サトル様も、神域の会得を目指してたんだ……?
「なんで黙ってたのよ」
「うっ……。まだモノにできてなかったからだ。理論は完成してたんだが……」
「ふーん……で? どんな神域なの?」
「……展開した結界の中だけ、時間を巻き戻せる。
壊れたものも、内部でなら“元に戻す”ことができる、という理屈だ」
「!? そんなこと……できるの!?」
「ああ、理論上はな。
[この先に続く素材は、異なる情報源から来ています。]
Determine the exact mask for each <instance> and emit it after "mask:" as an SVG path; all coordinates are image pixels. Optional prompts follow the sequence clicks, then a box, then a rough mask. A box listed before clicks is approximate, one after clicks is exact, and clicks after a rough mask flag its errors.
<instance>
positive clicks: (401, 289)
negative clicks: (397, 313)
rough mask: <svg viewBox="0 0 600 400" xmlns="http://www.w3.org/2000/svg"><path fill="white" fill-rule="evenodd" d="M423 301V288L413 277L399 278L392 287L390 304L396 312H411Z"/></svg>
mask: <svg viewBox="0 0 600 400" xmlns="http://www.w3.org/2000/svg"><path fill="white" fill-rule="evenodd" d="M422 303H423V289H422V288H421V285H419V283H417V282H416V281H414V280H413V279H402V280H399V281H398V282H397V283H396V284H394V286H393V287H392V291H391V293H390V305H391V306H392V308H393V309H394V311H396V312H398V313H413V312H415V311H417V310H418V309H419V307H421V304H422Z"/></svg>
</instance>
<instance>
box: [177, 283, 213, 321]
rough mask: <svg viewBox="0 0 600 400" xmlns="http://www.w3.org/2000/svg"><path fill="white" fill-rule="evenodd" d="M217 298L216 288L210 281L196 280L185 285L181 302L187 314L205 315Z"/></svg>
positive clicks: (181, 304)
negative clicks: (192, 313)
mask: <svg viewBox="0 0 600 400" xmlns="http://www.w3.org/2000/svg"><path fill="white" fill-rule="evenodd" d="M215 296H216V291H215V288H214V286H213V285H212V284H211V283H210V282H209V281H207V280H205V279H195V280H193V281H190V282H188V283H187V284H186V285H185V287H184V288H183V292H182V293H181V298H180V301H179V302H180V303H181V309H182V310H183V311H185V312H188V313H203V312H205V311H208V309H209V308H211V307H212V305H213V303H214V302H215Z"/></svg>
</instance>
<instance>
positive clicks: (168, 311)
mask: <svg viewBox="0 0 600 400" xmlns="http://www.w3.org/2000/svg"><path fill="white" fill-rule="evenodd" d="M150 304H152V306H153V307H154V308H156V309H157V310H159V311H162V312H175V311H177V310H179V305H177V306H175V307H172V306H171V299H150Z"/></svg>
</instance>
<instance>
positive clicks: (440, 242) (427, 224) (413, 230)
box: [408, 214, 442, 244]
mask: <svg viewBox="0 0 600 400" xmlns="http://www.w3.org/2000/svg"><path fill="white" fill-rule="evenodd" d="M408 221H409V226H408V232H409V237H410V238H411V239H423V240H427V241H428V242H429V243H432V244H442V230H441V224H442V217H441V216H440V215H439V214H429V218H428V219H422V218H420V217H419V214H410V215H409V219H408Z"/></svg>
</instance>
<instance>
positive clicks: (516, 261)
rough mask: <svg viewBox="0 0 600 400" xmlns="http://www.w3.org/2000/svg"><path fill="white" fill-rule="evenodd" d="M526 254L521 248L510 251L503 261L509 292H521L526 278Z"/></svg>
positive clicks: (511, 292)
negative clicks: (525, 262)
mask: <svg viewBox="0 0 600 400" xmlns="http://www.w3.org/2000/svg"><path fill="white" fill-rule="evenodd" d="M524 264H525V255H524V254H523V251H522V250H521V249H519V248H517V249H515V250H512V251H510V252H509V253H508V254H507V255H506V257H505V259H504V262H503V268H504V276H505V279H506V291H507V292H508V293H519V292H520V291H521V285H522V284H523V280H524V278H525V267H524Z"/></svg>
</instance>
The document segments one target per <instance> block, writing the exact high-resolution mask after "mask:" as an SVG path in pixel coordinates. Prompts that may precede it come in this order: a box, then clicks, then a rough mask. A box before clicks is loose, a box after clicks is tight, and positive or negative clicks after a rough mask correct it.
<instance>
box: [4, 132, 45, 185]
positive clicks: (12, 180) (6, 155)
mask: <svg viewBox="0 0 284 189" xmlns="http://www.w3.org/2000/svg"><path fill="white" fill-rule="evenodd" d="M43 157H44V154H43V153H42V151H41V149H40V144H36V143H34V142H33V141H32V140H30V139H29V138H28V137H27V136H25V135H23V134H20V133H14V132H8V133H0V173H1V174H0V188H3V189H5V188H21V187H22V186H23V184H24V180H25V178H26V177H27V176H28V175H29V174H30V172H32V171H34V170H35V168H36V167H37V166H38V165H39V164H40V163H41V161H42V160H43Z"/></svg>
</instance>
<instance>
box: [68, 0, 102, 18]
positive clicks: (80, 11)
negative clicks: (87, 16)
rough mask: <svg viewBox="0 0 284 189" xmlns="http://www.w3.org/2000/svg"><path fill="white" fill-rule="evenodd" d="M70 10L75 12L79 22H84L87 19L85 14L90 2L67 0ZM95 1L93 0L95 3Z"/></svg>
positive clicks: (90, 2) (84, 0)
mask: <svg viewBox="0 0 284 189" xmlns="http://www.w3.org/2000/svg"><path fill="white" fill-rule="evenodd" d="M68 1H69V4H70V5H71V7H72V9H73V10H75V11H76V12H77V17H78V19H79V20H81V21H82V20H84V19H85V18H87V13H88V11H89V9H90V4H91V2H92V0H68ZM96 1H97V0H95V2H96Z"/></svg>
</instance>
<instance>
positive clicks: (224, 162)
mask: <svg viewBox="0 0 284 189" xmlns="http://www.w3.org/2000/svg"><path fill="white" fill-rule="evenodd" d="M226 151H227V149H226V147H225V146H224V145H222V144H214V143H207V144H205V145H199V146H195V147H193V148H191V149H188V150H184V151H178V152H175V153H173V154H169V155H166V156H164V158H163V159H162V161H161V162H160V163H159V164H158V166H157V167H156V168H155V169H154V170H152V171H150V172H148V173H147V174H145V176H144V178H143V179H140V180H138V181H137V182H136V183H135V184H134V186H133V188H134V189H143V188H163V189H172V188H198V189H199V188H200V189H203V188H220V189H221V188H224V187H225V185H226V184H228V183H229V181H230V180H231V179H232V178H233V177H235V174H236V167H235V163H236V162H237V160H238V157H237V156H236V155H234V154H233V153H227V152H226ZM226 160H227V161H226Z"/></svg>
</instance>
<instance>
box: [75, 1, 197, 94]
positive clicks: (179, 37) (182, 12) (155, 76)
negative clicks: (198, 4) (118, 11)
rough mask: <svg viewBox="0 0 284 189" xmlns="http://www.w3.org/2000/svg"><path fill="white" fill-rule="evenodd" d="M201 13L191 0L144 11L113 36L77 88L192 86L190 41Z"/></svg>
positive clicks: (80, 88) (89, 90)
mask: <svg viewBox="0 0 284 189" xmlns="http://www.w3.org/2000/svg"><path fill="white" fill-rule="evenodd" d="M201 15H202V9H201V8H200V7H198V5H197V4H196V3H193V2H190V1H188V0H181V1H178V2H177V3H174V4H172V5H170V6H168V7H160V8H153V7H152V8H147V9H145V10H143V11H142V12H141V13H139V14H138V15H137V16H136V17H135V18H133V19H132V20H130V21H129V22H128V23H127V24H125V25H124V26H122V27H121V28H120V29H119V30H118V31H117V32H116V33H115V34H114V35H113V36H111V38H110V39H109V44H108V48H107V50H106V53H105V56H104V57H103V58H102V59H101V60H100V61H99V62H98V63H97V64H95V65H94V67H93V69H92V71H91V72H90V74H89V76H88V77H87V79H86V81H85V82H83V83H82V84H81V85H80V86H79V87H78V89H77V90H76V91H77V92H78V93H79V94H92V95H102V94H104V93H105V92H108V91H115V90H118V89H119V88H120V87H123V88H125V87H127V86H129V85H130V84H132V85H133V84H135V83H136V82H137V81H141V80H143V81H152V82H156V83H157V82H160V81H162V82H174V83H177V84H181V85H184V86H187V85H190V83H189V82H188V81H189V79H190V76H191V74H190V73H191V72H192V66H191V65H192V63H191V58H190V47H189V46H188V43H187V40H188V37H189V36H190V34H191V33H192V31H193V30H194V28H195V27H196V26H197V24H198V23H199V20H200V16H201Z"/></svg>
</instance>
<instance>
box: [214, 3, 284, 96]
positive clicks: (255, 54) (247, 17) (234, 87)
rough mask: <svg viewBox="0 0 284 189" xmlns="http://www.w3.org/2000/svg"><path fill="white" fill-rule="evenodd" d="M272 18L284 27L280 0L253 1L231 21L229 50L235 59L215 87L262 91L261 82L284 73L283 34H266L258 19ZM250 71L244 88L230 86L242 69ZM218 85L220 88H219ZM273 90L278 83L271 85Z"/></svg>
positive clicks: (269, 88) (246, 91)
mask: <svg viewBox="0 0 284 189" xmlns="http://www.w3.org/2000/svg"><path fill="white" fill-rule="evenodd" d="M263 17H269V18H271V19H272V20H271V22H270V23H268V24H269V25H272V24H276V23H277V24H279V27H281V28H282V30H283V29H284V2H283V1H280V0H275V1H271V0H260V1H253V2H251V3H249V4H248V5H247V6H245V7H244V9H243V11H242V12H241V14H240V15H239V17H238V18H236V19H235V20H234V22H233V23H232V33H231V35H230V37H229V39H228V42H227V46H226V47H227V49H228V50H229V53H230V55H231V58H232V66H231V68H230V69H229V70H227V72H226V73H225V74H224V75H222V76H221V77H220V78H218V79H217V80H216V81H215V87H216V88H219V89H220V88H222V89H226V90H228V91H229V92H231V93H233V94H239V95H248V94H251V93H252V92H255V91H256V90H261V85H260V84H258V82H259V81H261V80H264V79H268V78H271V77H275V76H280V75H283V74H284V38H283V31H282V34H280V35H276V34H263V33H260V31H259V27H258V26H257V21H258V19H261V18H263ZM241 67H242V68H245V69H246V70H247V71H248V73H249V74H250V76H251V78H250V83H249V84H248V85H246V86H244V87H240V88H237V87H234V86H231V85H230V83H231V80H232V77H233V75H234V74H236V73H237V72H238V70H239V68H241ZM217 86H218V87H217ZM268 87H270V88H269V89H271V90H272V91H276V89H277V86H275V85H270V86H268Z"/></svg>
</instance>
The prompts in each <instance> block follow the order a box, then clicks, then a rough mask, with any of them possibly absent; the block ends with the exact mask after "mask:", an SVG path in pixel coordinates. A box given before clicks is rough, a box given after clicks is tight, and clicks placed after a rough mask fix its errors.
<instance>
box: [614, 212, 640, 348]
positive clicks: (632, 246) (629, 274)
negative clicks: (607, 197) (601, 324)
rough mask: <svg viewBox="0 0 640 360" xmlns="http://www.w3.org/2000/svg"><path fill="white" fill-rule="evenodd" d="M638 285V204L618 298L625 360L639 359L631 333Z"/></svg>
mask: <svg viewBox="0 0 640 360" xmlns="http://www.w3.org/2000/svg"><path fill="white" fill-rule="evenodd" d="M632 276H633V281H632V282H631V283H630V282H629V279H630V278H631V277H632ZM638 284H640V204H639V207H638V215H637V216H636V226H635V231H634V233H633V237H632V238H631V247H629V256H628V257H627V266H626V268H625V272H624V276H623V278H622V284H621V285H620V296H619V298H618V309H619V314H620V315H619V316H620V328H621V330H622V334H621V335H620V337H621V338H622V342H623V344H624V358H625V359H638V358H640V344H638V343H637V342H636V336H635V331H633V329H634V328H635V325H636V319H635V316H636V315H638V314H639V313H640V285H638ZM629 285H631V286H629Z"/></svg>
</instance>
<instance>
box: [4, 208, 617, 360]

結界とは、空間を支配する術式。区切られた空間内は、神の領域。
ならばその中の“時間”すら、操ることができる……というわけだ」
すごい……! 本当に、神様みたいなことができるなんて!
「……だが、どうしてもうまくいかないんだ」
「あーはいはい。大丈夫、わかるわよ。失敗した理由」
「えっ!?」「ほんとですかっ!?」
私とサトル様がそろって驚くと、ひのわさんは肩をすくめてため息をついた。
「ほんと、あんたたちお似合いね……」
「どういうことだ? なぜ失敗した?」
「それは……レイがいなかったからでしょ?」
……私?
「――そうか! そういうことか!」
ええっ!? サトル様、今ので納得できちゃうんですか……?
サトル様が私に歩み寄ってきて、肩をぎゅっと掴んでくる。
「れいたん、力を貸してくれ!」
「は、はいっ……。でも、さとるん、わたし何を……」
「陰陽だ!」
…………ああ、そうか。
陰陽――異能者同士、男女が力を交わすことで、一時的に莫大な霊力を得る技。
「俺一人では、神域を構築するだけの霊力量・霊力出力が足りなかった。……盲点だった!」
「はいはい、じゃあちゃっちゃとチューしなさいよ」
どうやら、私が必要みたいだ。
私は、ためらいなくサトル様に抱きついた。
「れいたん!?」
「さとるん……」
最初は目を見開いていたサトル様の唇に、私はそっと自分の唇を重ねる。
……これは、必要だからやってること。決して、イチャついてるわけじゃない。
「いちゃついてるわね」「いちゃついてますね」「レイ、やらしーい」
――気づけば、幸子ちゃんまで来ていた。
どんなに真剣でも、バレバレだったらしいのだった。